Beitrag von Orgeluse »

Abendstern hat geschrieben:Aber bevor ich ein Buch gar nicht herausbringe und infolge dessen mein Leben endgültig ad acta lege, würde ich persönlich es durchaus mit Self-Publishing versuchen. Aber nun gut, kann an meinen unternehmerischen Hintergründen liegen, die anderen vielleicht fehlen.
Ja, lieber Abendstern, da sind wir grundverschieden.
Ich bin in meinem früheren Leben Altgermanistin gewesen. Das sind die, die Bücher aus dem Mittelalter lesen. Die wurden damals auf Kuh- und Kalbshäute geschrieben, das sogenannte Pergament.
Für mich ist ein Buch ohne Verlag Onanie.
Horla hat geschrieben: Einfach abwarten, bis es vorüberzieht und es einem von selbst mal wieder besser geht. Essen, schlafen (wenn's sein muß, arbeiten). Einfach nur auf Autopilot funktionieren. Und keine Anforderungen an sich (oder eigene Leistungen) stellen. Einfach nur warten und überleben (z.B. indem man im Bett liegt und schläft oder die Decke anguckt), mehr muß gar nicht sein.

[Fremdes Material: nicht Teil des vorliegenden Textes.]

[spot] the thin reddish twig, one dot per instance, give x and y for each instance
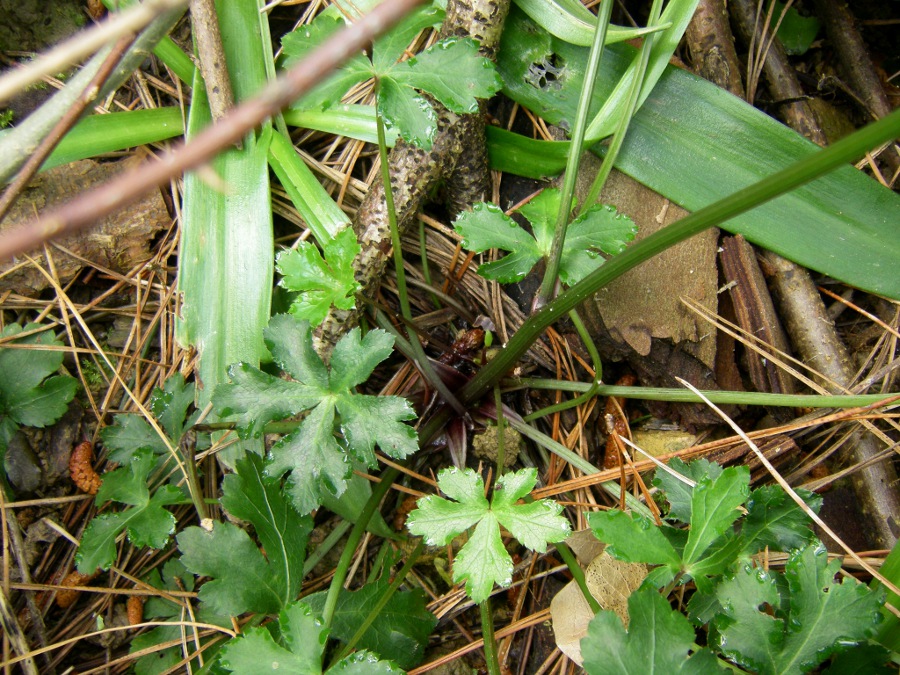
(94, 205)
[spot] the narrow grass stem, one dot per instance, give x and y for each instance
(373, 613)
(356, 534)
(592, 389)
(672, 395)
(491, 657)
(634, 93)
(577, 574)
(551, 274)
(845, 150)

Lieber Horla, das versuche ich häufig, denn noch muss ich von einem Tag zum andern halten. Aber da ich das nun seit sechs Jahren versucht habe (weil ich mir in dieser Zeit eingebildet habe, dass ich nicht von eigner Hand sterben dürfe), weiß ich mittlerweile auch, dass da GAR NICHTS "vorüberzieht".
Nee. Es bleibt alles da. Und wenn du aus dem Bett steigst, wartet alles auf dich.

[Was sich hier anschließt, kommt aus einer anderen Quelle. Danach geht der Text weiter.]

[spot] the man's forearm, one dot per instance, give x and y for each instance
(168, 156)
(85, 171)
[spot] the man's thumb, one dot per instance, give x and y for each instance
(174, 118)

Nichts "zieht vorüber". Es bleibt alles da.
Peterchen
Beiträge: 742
Registriert: Freitag 30. Januar 2015, 13:02

Re: Bilanz und neuer Anlauf

Beitrag von Peterchen »

Orgeluse hat geschrieben:
Warum sollte ich mich "möglichst zum rationalen Denken zwingen"?

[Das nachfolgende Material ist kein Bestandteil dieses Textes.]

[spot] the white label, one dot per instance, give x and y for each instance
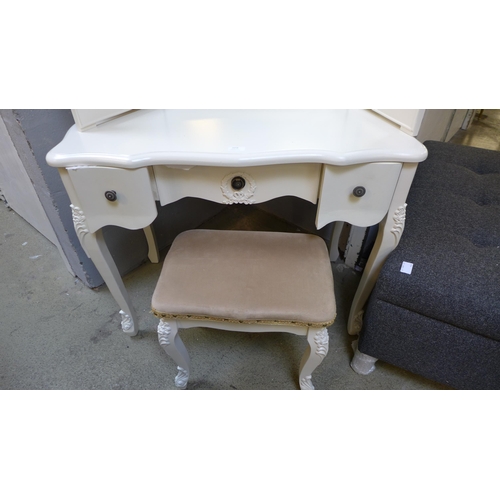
(406, 267)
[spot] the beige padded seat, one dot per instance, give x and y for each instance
(246, 281)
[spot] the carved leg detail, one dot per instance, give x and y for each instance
(174, 347)
(363, 364)
(315, 352)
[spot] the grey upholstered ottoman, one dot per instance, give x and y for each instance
(442, 321)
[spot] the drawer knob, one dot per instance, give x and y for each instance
(238, 183)
(359, 191)
(110, 195)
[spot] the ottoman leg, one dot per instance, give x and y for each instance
(315, 352)
(174, 347)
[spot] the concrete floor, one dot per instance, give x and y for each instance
(55, 333)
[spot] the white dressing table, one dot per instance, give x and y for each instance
(354, 165)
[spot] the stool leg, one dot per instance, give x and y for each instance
(174, 347)
(315, 352)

Na um diese zwanghafte Idee loszuwerden, dass du für den Tod anderer Menschen verantwortlich bist.
'Befreiung' gibt es nur im Tod. Und da möchte ich hin, wenn meine Bilanz jetzt wirklich so bleiben sollte.
Dem will ich nicht widersprechen. Aber gerade das Bewusstsein, dass dieser Weg offensteht, kann ja auch dazu führen, dass man noch mal etwas anderes probiert.
Ja, lieber Abendstern, da sind wir grundverschieden.
Ich bin in meinem früheren Leben Altgermanistin gewesen. Das sind die, die Bücher aus dem Mittelalter lesen. Die wurden damals auf Kuh- und Kalbshäute geschrieben, das sogenannte Pergament.